Sunday, March 2, 2014

Favourite

Raindrops on roses and whiskers on kittens
Bright copper kettles and warm woolen mittens
Brown paper packages tied up with strings
These are a few of my favourite things

Well, not mine. Maria von Trapp’s. They don’t really sound all that great to me, but then I have the advantage of not living in a country which has been invaded by Nazis. I suppose most things which aren’t wearing a swastika seem pretty awesome in those circumstances. I guess what I’m trying to get at is that favourite things are very personal.

If Cam had written that song in the last week, it would have gone something like this:

Milk in a bottle and painting on easels
Watching cBeebies, being whiny and tearful
Throwing my Playdoh and having a paddy
Plenty of mummy but NO! NOT DADDY!
  
Those three little words are all I’m hearing from my son at the moment. If it’s me who goes into his room first thing in the morning: “No.
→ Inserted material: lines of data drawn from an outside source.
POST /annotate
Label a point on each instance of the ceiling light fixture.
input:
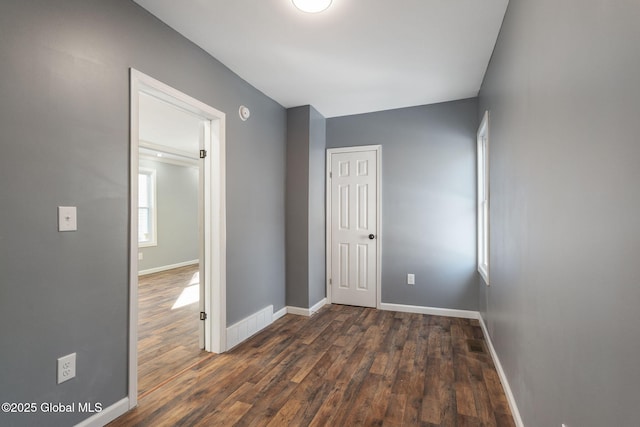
(312, 6)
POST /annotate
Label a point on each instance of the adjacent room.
(371, 213)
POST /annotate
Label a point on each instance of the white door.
(353, 232)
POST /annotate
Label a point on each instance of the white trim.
(169, 150)
(503, 378)
(308, 312)
(167, 267)
(239, 332)
(434, 311)
(107, 415)
(278, 314)
(483, 231)
(214, 230)
(330, 151)
(176, 161)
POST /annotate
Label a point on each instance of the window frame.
(152, 201)
(483, 197)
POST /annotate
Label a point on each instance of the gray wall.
(297, 207)
(563, 90)
(64, 120)
(428, 199)
(305, 212)
(177, 216)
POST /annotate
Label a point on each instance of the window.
(483, 198)
(147, 207)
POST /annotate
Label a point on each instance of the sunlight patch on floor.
(189, 295)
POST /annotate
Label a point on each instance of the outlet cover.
(67, 218)
(66, 367)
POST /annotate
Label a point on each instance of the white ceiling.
(358, 56)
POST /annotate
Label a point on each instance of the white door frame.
(214, 221)
(378, 151)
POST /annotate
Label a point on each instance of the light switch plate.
(67, 218)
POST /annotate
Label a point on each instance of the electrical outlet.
(66, 367)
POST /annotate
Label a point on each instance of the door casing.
(328, 227)
(214, 221)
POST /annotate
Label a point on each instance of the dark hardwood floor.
(167, 334)
(345, 366)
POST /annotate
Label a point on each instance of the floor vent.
(475, 346)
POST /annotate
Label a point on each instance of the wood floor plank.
(345, 366)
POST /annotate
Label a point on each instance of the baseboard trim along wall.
(503, 378)
(307, 311)
(107, 415)
(434, 311)
(167, 267)
(248, 326)
(280, 313)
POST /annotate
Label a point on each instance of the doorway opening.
(177, 238)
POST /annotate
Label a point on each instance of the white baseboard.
(167, 267)
(503, 378)
(307, 311)
(278, 314)
(465, 314)
(245, 328)
(107, 415)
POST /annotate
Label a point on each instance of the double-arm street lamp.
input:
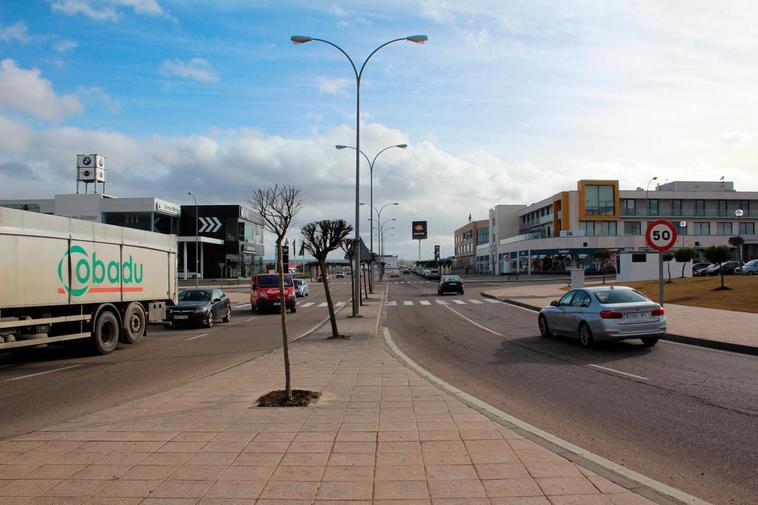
(301, 39)
(371, 199)
(197, 260)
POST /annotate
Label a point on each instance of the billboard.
(418, 230)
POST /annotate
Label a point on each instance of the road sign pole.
(660, 278)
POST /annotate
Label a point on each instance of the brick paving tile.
(287, 490)
(129, 488)
(296, 473)
(304, 459)
(352, 490)
(182, 488)
(397, 490)
(565, 485)
(235, 489)
(399, 472)
(451, 472)
(196, 472)
(495, 471)
(456, 489)
(512, 487)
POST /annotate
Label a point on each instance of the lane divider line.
(41, 373)
(569, 448)
(195, 337)
(619, 372)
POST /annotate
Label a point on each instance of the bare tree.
(277, 206)
(321, 238)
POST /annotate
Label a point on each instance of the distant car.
(199, 306)
(264, 292)
(301, 288)
(697, 269)
(450, 284)
(604, 313)
(749, 268)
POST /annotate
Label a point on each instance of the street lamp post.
(371, 200)
(301, 39)
(197, 260)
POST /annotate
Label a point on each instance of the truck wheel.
(134, 323)
(105, 332)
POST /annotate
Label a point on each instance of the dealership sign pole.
(661, 236)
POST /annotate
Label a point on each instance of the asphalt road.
(41, 387)
(683, 415)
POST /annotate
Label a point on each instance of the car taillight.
(611, 314)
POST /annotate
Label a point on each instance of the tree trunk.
(285, 333)
(329, 303)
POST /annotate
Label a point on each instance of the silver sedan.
(604, 313)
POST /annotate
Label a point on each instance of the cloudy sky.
(508, 102)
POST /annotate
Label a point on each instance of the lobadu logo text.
(94, 275)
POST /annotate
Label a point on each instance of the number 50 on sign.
(660, 235)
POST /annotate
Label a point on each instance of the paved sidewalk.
(380, 434)
(723, 329)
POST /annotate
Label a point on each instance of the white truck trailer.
(66, 279)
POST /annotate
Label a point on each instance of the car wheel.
(585, 336)
(544, 327)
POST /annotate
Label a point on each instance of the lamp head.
(300, 39)
(417, 39)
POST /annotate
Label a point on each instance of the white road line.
(41, 373)
(619, 372)
(474, 322)
(196, 336)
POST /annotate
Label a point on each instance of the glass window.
(702, 228)
(652, 207)
(632, 228)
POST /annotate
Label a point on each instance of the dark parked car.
(450, 284)
(199, 306)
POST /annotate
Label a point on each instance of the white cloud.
(106, 10)
(17, 32)
(197, 69)
(97, 97)
(334, 86)
(26, 90)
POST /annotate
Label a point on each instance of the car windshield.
(620, 296)
(195, 295)
(272, 281)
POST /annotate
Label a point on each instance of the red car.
(264, 292)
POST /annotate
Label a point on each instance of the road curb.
(682, 339)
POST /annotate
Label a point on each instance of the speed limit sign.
(660, 235)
Not daddy.” When I come into the house after work and say hello: “No. Not daddy.” When I try to read him his bedtime stories: “No. Not Daddy.” You get the idea. I’m definitely not on Cam’s favourite things list just now. I’m a little worried by the timing. Since starting my new job I’ve seen considerably less of Cam. I don’t have a day at home with him anymore, and my day finishes an hour later than in my previous job. I also have a longer commute. I am also, now, always the one who drops him off at childcare, but never the one who picks him up. Does that mean he’s learning to associate me with abandonment?

The whole thing’s a bit rubbish.

Cam’s always been very loving toward both me and his mum, and I’m an over sensitive bundle of emotions masquerading as an actual human man, so this development has given me a big old dose of feeling sad.

I shrugged it off for a while, after all, toddlers are adept at latching onto phrases and repeating them ad nauseum. Before “No. Not Daddy.” came on the scene he could regularly be heard saying “no grandma, not the knife!” Out of context, that’s quite an unfortunate choice.

But “No. Not Daddy.” is more than just words. It’s deliberately avoiding eye contact for prolonged periods of time. It’s making do-or-die lunges from my arms towards someone else.

So, what to do? I’m hoping it’s just a brief phase, that one day soon I will walk into a room and be greeted with a friendly hug, or at least a cheery hello. But in the meantime do I ignore what he says and continue trying to hug him, play with him, read to him? Or should I let him spend a few days with (even more) minimal daddy input? Let him work out, hopefully, that I’m actually quite nice and he should want me to be part of his day?